The R represents the Root Note of the scale. So using C again, that means it'd be C.  the X's are all the other notes in the scale. the dashes are the frets you skip.

I put both octaves of the scales. Once you hit a certain point the scales repeat again, Its kind of hard to explain if you don't understand. Basically using this whatever note the Root Note is, is the scale your playing. All the modes just connect down the neck, I would've broken it down into individual scales, but this gives you a feel of how they all interconnect and repeat as you go down the neck.

Guitar Tips.

work on using your pinky(4 finger) early. Its helpful later on and it takes awhile to build up. It may seem easier to play with just 3 fingers, but its helpful in the long run.

Figure out paterns in playing. And learn theory. I thought I understood guitar at first..then I took a theory class and learned why I was playing what i was playing. Using theory you can figure things out faster.

Figure out songs by Ear. It'll definately improve your ear for tuning and playing all around. It can also add diversity to your playing and teach you new patterns and licks.

work with fingerpicking earlier. Fingerpicking is a hard thing to master, but the riffs and sounds you can create with it are amazing. 

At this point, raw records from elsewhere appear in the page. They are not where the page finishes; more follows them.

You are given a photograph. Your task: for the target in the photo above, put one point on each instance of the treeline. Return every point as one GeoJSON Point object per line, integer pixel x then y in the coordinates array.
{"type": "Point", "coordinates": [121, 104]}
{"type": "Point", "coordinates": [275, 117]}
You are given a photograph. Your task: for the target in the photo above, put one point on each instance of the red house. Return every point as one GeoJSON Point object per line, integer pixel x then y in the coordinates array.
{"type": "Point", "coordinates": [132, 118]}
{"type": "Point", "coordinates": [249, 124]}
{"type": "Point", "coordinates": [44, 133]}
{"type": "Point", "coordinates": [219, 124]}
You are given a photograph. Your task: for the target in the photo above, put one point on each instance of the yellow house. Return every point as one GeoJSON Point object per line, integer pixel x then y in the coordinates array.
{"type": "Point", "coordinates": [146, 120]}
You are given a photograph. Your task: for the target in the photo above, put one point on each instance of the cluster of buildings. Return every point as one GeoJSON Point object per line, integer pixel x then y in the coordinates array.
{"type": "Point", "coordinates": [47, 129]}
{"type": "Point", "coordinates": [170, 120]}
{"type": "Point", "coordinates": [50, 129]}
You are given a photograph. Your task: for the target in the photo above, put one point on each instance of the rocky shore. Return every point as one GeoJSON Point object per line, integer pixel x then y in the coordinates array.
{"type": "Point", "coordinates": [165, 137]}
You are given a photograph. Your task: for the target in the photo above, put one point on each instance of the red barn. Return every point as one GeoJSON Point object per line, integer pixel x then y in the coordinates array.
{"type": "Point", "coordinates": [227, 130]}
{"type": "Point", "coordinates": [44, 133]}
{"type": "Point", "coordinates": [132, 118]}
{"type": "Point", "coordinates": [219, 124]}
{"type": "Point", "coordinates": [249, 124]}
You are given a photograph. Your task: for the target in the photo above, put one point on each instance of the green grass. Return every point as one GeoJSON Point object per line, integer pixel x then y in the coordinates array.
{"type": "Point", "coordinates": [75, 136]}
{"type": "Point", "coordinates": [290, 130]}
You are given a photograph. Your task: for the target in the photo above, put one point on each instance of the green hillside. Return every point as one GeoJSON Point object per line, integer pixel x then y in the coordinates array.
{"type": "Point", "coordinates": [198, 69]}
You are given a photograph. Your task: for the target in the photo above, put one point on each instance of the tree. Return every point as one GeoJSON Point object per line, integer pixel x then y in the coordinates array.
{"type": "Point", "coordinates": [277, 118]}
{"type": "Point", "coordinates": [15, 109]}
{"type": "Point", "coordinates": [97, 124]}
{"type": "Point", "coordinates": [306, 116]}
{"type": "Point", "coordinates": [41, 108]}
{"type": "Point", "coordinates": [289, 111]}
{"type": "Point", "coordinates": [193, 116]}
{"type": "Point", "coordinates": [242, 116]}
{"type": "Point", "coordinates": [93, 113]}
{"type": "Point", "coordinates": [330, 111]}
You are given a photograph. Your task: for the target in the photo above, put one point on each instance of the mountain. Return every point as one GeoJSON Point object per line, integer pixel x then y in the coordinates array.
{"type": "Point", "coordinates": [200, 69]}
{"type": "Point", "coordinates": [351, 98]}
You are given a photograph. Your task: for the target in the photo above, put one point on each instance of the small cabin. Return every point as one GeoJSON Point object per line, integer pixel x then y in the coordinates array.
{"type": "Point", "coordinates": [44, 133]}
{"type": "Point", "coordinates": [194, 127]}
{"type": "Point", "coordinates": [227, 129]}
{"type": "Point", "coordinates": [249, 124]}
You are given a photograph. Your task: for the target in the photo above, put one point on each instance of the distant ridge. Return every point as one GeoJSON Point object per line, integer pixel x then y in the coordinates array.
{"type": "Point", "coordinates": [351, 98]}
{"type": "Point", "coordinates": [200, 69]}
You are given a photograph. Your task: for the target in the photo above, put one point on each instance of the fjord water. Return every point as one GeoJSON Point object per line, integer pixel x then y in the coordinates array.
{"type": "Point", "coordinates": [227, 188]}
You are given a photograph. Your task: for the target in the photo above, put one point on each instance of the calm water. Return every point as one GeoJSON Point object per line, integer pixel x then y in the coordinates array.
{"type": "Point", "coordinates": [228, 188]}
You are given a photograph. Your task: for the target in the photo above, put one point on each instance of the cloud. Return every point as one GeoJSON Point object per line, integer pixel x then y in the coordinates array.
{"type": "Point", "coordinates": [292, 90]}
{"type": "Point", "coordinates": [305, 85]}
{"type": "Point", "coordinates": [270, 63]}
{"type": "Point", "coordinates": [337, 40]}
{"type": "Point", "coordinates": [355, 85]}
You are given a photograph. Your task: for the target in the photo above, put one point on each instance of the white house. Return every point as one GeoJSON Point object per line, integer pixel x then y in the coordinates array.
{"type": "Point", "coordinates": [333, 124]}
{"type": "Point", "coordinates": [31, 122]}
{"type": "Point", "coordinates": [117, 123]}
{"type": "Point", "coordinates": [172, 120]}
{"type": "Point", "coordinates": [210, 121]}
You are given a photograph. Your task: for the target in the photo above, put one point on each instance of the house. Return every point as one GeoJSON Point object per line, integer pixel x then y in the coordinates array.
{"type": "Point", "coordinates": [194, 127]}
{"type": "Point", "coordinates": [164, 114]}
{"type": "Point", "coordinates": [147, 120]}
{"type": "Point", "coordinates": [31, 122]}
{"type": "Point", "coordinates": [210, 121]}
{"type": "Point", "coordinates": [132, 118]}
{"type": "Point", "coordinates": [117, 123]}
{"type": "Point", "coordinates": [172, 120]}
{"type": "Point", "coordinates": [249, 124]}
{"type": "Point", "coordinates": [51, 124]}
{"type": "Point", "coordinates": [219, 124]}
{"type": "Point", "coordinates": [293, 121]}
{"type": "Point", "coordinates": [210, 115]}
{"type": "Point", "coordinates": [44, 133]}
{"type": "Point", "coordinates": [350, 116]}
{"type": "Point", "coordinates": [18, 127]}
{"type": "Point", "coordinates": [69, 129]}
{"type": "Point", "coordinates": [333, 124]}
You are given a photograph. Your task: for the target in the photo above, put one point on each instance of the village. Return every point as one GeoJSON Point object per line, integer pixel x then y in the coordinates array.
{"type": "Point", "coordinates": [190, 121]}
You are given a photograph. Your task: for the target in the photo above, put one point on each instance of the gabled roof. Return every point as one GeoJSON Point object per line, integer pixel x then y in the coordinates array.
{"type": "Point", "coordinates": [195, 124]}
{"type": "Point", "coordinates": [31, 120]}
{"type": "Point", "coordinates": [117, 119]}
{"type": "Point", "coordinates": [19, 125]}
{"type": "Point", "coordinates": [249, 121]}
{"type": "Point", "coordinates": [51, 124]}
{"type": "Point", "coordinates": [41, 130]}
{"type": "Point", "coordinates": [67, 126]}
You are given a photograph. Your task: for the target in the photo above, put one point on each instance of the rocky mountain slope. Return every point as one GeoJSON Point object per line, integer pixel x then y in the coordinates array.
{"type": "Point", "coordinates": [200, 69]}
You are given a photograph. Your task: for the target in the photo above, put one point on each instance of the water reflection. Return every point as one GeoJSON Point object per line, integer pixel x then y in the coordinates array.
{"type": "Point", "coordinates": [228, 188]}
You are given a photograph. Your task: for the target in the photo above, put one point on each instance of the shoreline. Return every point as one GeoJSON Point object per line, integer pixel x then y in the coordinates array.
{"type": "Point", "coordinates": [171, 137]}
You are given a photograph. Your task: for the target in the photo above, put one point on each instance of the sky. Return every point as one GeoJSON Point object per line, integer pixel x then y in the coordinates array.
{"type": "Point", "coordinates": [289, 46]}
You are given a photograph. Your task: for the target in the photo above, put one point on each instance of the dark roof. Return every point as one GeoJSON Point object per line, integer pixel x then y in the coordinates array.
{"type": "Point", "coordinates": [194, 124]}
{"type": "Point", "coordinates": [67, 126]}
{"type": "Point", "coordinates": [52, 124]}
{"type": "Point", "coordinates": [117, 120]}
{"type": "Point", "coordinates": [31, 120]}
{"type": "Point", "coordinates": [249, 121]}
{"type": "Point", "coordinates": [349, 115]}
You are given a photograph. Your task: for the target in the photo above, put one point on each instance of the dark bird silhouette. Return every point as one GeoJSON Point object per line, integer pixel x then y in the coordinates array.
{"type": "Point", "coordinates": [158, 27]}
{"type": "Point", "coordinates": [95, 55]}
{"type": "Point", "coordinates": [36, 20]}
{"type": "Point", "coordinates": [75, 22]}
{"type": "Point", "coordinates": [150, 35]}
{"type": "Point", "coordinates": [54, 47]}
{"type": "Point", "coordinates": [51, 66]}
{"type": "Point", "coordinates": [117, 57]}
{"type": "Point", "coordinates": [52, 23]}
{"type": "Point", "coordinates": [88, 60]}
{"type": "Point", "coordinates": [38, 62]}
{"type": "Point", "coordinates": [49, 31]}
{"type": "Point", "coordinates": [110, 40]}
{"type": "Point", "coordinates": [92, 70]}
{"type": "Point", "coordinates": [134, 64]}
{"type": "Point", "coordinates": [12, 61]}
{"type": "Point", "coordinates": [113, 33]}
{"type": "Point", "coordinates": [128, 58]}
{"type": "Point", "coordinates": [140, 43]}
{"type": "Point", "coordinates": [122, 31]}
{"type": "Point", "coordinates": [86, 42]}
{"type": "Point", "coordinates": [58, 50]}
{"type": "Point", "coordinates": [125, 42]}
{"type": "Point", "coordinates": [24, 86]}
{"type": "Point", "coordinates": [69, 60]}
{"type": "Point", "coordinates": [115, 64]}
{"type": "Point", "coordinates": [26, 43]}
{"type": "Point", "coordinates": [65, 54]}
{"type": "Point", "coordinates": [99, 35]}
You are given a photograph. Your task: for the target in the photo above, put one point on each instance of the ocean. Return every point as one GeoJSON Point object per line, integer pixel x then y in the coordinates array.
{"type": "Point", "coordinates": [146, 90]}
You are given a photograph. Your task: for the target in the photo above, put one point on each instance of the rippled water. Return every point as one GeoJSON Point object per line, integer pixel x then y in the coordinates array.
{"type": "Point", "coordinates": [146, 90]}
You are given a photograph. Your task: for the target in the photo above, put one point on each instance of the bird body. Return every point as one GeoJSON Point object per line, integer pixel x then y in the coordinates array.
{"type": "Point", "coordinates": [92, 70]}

Work with different strumming rhythms and patterns. Rhythm is a key in playing well.


----------



## aslan (Jan 21, 2005)

ok I'm gonna post some pics of scales and modes and such also I'm gonna add a fun thing called a Chord Formula Chart (this will be your best friend)  and also I will explain how to read it 

ok here's the   (it's big but I suggest you right click and save as) 

it works like this :

it take the most common scales or keys that are played and then gives you the notes needed to make a chord (for example in the C major section -the C major scale is layed out in the post above me- they show that the major chord for that scale is made up of the 1-3-5 notes of the scale -C-E-G- but skip ahead a bit to the DOM 7 there is a flated 7th added to the chord -B flat- so as long as you know the scale you can work from it). I hope this helps I suggect expermeting with the number of chord types you can get out of this and remeber that you don't have to stickl to just the keys on the chart try working in other keys

OK here are some scales/modes 

They are all in the key of C and are from a Bass book I had so it has bass Tab  and notation in bass Clef (tho the Bass tabs can be used on gutiar and Panio players can read bass clef).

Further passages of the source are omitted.